# Simple Linear Regression

For simple linear regression we follow the conventions below.

## Observations and Estimates

The Forecasting library uses as input data observations for the independent variable and the dependent variable. It provides estimates for the coefficients of the simple linear regression line.

 $$N$$ number of observations $$x_i, i \in \{1\ldots N\}$$ observations of the independent variable $$y_i, i \in \{1\ldots N\}$$ observations of the dependent variable $$\bar{x}=(1/N)\sum_{i=1}^{N}x_{i}$$ average of the independent observations $$\bar{y}=(1/N)\sum_{i=1}^{N}y_{i}$$ average of the dependent observations $$\hat{y}_i, i \in \{1\ldots N\}$$ predictions of the dependent variable $$\beta_{0}, \beta_{1}$$ coefficients of the linear relationship (random) $$\hat{\beta}_{0}, \hat{\beta}_{1}$$ coefficients of the linear regression line (estimates) $$e_i, i \in \{1\ldots N\}$$ error (residual) for observation data points

## Linear Relationship

The linear relationship between $$x_i$$ and $$y_i$$ is modeled by the equation:

$y_i = \beta_{0} + \beta_{1}x_i + \epsilon_i$

where $$\epsilon_i$$ is an error term which averages out to 0 for every $$i$$.

## Linear Regression

The random $$\beta_{0}$$ and $$\beta_{1}$$ are estimated by $$\hat{\beta}_{0}$$ and $$\hat{\beta}_{1}$$, such that the prediction for $$y_i$$ is given by the equation:

(1)$\hat{y}_i = \hat{\beta}_{0} + \hat{\beta_{1}}x_i$

So, the predictions based on simple linear regression corresponding to the observation data points $$(x_i,y_i)$$ are provided in $$\hat{y}_i, i \in \{1\ldots N\}$$.

## Residuals

The error (residual) $$e_i$$ for the data point $$i$$ is the difference between the observed $$y_i$$ and the predicted $$\hat{y}_i$$, so $$e_i = y_i - \hat{\beta}_0 - \hat{\beta}_1x_i$$. In order to obtain the residuals, the user will need to provide a one-dimensional parameter declared over the set of observations.

## Variation Components

Given the values of the observations, the estimates, and the residuals, several components of variation can be computed, such as sum of squares total = SST, sum of squares error = SSE, and sum of squares regression = SSR, which are defined as follows:

$SST = \sum_{i=1}^{N}(y_i - \bar{y})^2$
$SSE = \sum_{i=1}^{N}(y_i - \hat{y}_i)^2 = \sum_{i=1}^{N}e_i^2$
$SSR = \sum_{i=1}^{N}(\hat{y}_i - \bar{y})^2$

These components of variation satisfy the relation $$SST = SSE + SSR$$.

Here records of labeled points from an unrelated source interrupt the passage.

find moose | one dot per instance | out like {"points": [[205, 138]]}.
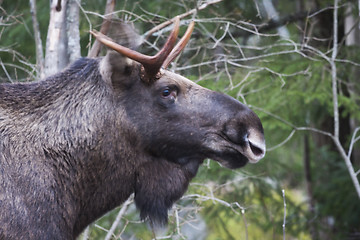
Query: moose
{"points": [[77, 144]]}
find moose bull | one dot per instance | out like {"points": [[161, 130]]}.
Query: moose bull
{"points": [[79, 143]]}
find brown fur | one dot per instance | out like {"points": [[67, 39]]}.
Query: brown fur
{"points": [[77, 144]]}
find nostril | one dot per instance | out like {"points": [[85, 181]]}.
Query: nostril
{"points": [[256, 150]]}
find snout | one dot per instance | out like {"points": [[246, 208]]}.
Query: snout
{"points": [[255, 147], [245, 133]]}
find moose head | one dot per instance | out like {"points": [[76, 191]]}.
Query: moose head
{"points": [[79, 143]]}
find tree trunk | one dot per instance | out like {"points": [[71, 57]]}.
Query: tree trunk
{"points": [[72, 27], [56, 44], [352, 34]]}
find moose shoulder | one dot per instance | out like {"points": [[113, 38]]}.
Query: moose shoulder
{"points": [[79, 143]]}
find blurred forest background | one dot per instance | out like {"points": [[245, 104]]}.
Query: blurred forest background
{"points": [[295, 63]]}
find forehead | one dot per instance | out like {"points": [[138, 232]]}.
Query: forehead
{"points": [[173, 78]]}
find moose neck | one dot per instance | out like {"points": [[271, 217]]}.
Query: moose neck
{"points": [[67, 123]]}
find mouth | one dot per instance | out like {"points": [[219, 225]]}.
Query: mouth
{"points": [[235, 155]]}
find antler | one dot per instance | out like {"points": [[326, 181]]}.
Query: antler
{"points": [[179, 46], [151, 64]]}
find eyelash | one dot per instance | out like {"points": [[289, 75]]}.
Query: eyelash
{"points": [[168, 92]]}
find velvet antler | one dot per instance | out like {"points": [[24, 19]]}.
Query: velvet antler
{"points": [[179, 46], [151, 64]]}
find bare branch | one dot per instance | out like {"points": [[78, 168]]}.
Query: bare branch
{"points": [[110, 6], [284, 220], [118, 218], [38, 43], [192, 11]]}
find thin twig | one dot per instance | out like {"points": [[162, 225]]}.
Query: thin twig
{"points": [[118, 218], [284, 220]]}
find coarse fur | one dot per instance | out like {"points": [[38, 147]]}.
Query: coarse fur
{"points": [[79, 143]]}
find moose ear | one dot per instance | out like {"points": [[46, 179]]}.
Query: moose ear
{"points": [[118, 71]]}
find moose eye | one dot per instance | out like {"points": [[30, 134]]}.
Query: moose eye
{"points": [[166, 92]]}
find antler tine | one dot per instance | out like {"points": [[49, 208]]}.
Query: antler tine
{"points": [[179, 46], [151, 64]]}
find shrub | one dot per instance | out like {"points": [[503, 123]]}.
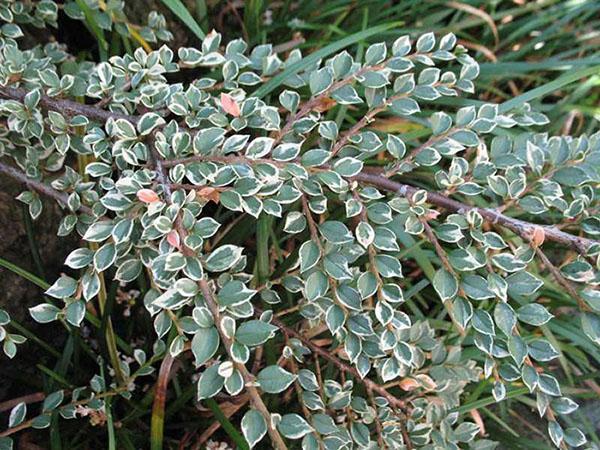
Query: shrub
{"points": [[317, 297]]}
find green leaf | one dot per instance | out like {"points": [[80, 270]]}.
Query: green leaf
{"points": [[445, 284], [17, 414], [590, 324], [254, 427], [314, 57], [273, 379], [210, 382], [293, 426], [335, 232], [205, 344], [309, 255], [44, 312], [234, 293], [223, 258], [255, 332], [534, 314], [62, 288]]}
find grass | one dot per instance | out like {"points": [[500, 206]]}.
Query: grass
{"points": [[536, 52]]}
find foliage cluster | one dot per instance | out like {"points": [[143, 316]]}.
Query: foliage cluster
{"points": [[321, 300]]}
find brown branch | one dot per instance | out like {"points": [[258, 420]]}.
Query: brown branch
{"points": [[67, 107], [517, 226], [561, 280], [40, 187]]}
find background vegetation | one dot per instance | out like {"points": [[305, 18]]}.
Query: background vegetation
{"points": [[545, 52]]}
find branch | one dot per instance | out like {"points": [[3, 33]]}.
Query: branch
{"points": [[67, 107], [40, 187], [517, 226], [522, 228]]}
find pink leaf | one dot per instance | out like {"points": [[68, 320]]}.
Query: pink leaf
{"points": [[229, 105], [173, 238], [147, 196]]}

Furthermore, it is also possible to compute the coefficient of determination = $$R^2$$, the sample linear correlation = $$r_{xy}$$, and the standard error of the estimate = $$s_e$$, which are defined as follows:

$R^2 = \frac{SSR}{SST}$
$\begin{split}r_{xy} = \left\{ \begin{array}{ll} +\sqrt{R^2} & \textrm{ if } \hat{\beta}_1 \geq 0 \\ -\sqrt{R^2} & \textrm{ if } \hat{\beta}_1 \leq 0 \end{array} \right.\end{split}$
$s_e = \sqrt{\frac{SSE}{N-2}}$

## Predeclared Index vcs

The linear regression functions return the values of the line coefficients in a parameter declared over the index forecasting::co declared as follows:

Set LRcoeffSet{
Index: co;
Definition: {
data {
0,      ! Intercept Coefficient of Regression Line
1       ! Slope Coefficient of Regression Line
}
}
}


Whenever one of the linear regression functions communicates back components of variations, it uses identifiers declared over the index forecasting::vcs declared as follows:

Set VariationCompSet {
Index: vcs;
Definition: {
data {
SST,       ! Sum of Squares Total
SSE,       ! Sum of Squares Error
SSR,       ! Sum of Squares Regression
Rsquare,   ! Coefficient of Determination
MultipleR, ! Sample Linear Correlation Rxy
Se         ! Standard Error
}
}
}


In order to obtain the variation components, the user will need to provide a parameter indexed over forecasting::vcs to the linear regression functions.